式(I)の化合物は、他のチオールプロテアーゼ、例えばカテプシンB、カテプシンH、カテプシンLおよびパパインもまた、阻害する可能性がある。プロテアソームとしても公知の多触媒性プロテアーゼ(MCP)もまた、本発明の化合物により阻害される可能性があり、そのようなものとして、本発明の化合物は、MCPの阻害に応答性である疾患、障害、または状態、例えば、筋ジストロフィー、廃用性萎縮症、神経筋疾患、心臓悪液質、および癌悪液質を治療、制御または予防するための薬剤の調製に有用である。

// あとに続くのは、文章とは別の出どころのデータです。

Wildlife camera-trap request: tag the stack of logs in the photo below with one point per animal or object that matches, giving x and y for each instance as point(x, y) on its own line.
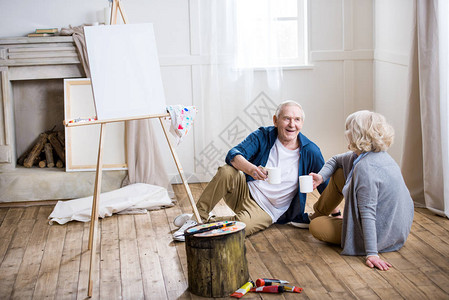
point(48, 149)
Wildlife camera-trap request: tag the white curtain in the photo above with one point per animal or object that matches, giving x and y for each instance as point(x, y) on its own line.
point(235, 98)
point(425, 163)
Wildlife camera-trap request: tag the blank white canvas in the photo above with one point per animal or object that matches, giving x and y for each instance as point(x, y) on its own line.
point(81, 142)
point(125, 71)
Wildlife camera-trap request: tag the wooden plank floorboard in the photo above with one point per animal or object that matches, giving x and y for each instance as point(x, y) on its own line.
point(3, 212)
point(10, 265)
point(153, 280)
point(32, 258)
point(70, 262)
point(84, 266)
point(138, 259)
point(174, 279)
point(110, 272)
point(7, 230)
point(131, 275)
point(51, 261)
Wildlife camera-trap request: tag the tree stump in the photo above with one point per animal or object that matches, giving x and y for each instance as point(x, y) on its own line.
point(216, 263)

癌、乾癬、再狭窄、および他の細胞増殖性疾患もまた治療することができる。
驚いたことに、式(I)の化合物はまた、フリーラジカルを介する酸化的ストレスによる細胞損傷の阻害剤であり、そのようなものとして、酸化的ストレスの上昇したレベルが関与するミトコンドリア障害および神経変性疾患を治療するための薬剤の調製に有用である。

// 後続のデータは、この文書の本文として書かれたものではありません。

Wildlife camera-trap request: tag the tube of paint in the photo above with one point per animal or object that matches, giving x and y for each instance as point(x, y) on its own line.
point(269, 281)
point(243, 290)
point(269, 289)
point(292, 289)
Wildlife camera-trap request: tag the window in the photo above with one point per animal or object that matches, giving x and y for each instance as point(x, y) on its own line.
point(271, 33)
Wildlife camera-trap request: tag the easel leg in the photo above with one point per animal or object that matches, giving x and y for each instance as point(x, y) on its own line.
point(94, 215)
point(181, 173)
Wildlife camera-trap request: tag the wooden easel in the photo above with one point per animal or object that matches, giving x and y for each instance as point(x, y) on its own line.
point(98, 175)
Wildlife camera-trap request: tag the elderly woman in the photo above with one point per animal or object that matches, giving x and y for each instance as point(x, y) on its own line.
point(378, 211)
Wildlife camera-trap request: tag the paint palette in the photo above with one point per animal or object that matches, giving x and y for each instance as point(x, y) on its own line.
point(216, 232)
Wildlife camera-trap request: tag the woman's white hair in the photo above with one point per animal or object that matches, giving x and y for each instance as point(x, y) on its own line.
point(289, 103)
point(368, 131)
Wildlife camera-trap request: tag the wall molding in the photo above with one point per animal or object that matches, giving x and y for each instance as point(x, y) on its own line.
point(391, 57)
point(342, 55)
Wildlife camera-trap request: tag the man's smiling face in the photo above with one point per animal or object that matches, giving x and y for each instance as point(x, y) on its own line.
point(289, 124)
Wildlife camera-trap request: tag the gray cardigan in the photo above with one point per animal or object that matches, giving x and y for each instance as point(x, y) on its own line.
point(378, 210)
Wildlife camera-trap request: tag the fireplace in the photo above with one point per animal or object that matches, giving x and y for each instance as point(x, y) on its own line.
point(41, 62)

ミトコンドリア障害としては、Schapira and Griggs (eds) 1999 Muscle Diseases, Butterworth-Heinemannにおいて要約されている、キーンズ・セイアー症候群、ミトコンドリア脳筋症・乳酸アシドーシス・脳卒中様発作(MELAS)、赤色ぼろ線維ミオクローヌス癲癇(MERRF)、レーバー遺伝性視神経萎縮(LHON)、リー症候群、ニューロパチー・運動失調・網膜色素変性症(NARP)および進行性外眼筋麻痺(PEO)が挙げられる。フリーラジカルが関与する神経変性疾患としては、変性運動失調、例えばフリードライヒ運動失調症、パーキンソン病、ハンチントン病、筋萎縮性側索硬化症(ALS)、およびアルツハイマー病が挙げられる(Beal M.F., Howell N., Bodis-Wollner I. (eds), 1997, Mitochondria and free radicals in neurodegenerative diseases, Wiley-Liss)。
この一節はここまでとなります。